Il est vrai que ce sont aussi des règles obligatoires pour un utilisateur de scooter thermique, mais mieux vaut prévenir que guérir… et que payer. En effet, en cas de non-respect à l’une de ces deux règles, l’amende tombe. Elle peut varier entre 25 et 60 €. S’ajoute à cela un point de retrait sur le permis.

Les obligations de votre véhicule

Le conducteur doit avoir ses accessoires, mais c’est aussi le cas pour le véhicule. Votre scooter électrique doit être équipé de plusieurs éléments afin de pouvoir circuler en respectant la loi.

Un rétroviseur, au moins le gauche, afin de pouvoir voir derrière vous ;

Des feux de stop pour prévenir les autres usagers de la route que vous allez vous arrêter ;

Plusieurs catadioptres, des petits accessoires lumineux, afin d’être visibles la nuit et par mauvais temps. Ils doivent être placés à l’avant, à l’arrière, et de chaque côté de votre scooter ;

Normalement, tous les scooters électriques qui sont en vente respectent ces règles, mais il est préférable de vérifier, afin de ne pas être en infraction. Il est possible de trouver de nombreux modèles différents, et conformes aux lois, sur cette boutique.

Le scooter électrique et l’immatriculation

Selon la loi française, tous les véhicules motorisés doivent être immatriculés. C’est à dire qu’ils doivent avoir leurs papiers d’identité, et une plaque d’immatriculation.

Pour cela, voici la procédure à suivre :

Faire une homologation du véhicule auprès de l’UTAC, l’organisme compétent pour cette tâche. Ce dernier est rattaché au Ministère des Transports

Faire une demande de carte grise une fois l’homologation obtenue. Le formulaire de demande est accessible en ligne. Il faut télécharger le Cerfa 13750*05. Cette deuxième étape, une fois validée, vous attribuera un numéro d’immatriculation. Celui-ci doit être apposé sur le scooter par le biais d’une plaque d’immatriculation

Le permis nécessaire pour rouler en scooter électrique

Afin de pouvoir rouler avec un scooter électrique de 4 kW (équivalent de 50 cm3), bridé à 45 km/h, il faut avoir au moins 14 ans et être titulaire du permis AM (qui remplace le BSR).

Pour se déplacer avec un scooter électrique de 11 kW (équivalent 125 cm3), il faut avoir plus de 18 ans, ainsi que le permis A1. Il s’obtient avec un permis B (voiture), ainsi qu’une formation spécifique de 7 heures. Le coût de cette formation varie entre 300 et 400 euros.

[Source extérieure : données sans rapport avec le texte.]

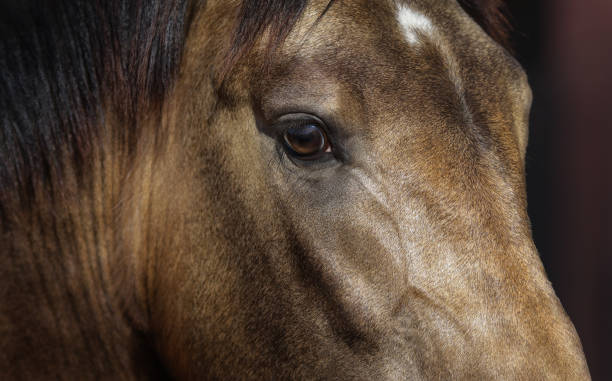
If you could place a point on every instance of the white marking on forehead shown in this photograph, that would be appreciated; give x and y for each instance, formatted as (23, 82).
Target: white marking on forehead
(413, 22)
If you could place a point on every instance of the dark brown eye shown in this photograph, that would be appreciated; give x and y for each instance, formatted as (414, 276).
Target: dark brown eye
(306, 141)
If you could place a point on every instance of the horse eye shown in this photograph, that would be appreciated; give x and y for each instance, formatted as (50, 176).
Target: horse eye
(307, 141)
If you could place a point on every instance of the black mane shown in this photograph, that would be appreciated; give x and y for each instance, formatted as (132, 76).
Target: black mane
(59, 57)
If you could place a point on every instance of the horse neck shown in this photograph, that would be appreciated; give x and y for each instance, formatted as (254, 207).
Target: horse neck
(74, 299)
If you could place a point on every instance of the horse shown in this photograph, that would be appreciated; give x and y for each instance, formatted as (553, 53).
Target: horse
(272, 189)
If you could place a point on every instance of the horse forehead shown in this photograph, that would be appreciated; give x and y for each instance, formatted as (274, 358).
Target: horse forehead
(414, 24)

Enfin, pour conduire un scooter électrique entre 11kW et 35 kW (maxi-scooters), le permis moto A2 est nécessaire, et il faut avoir plus de 18 ans.

Bien sûr, lorsque vous serez en déplacement avec votre scooter électrique, vous devrez pour être capable de présenter vos papiers en cas de contrôle de police.

A noter qu’il existe des modèles pour enfants, et des modèles qui peuvent être utilisés sans permis. Cependant, ils sont beaucoup moins performants. Les scooters sans permis ont même un design moins élaboré que les autres. Elles permettent cependant de se déplacer occasionnellement sans polluer, et plus rapidement qu’avec une trottinette électrique.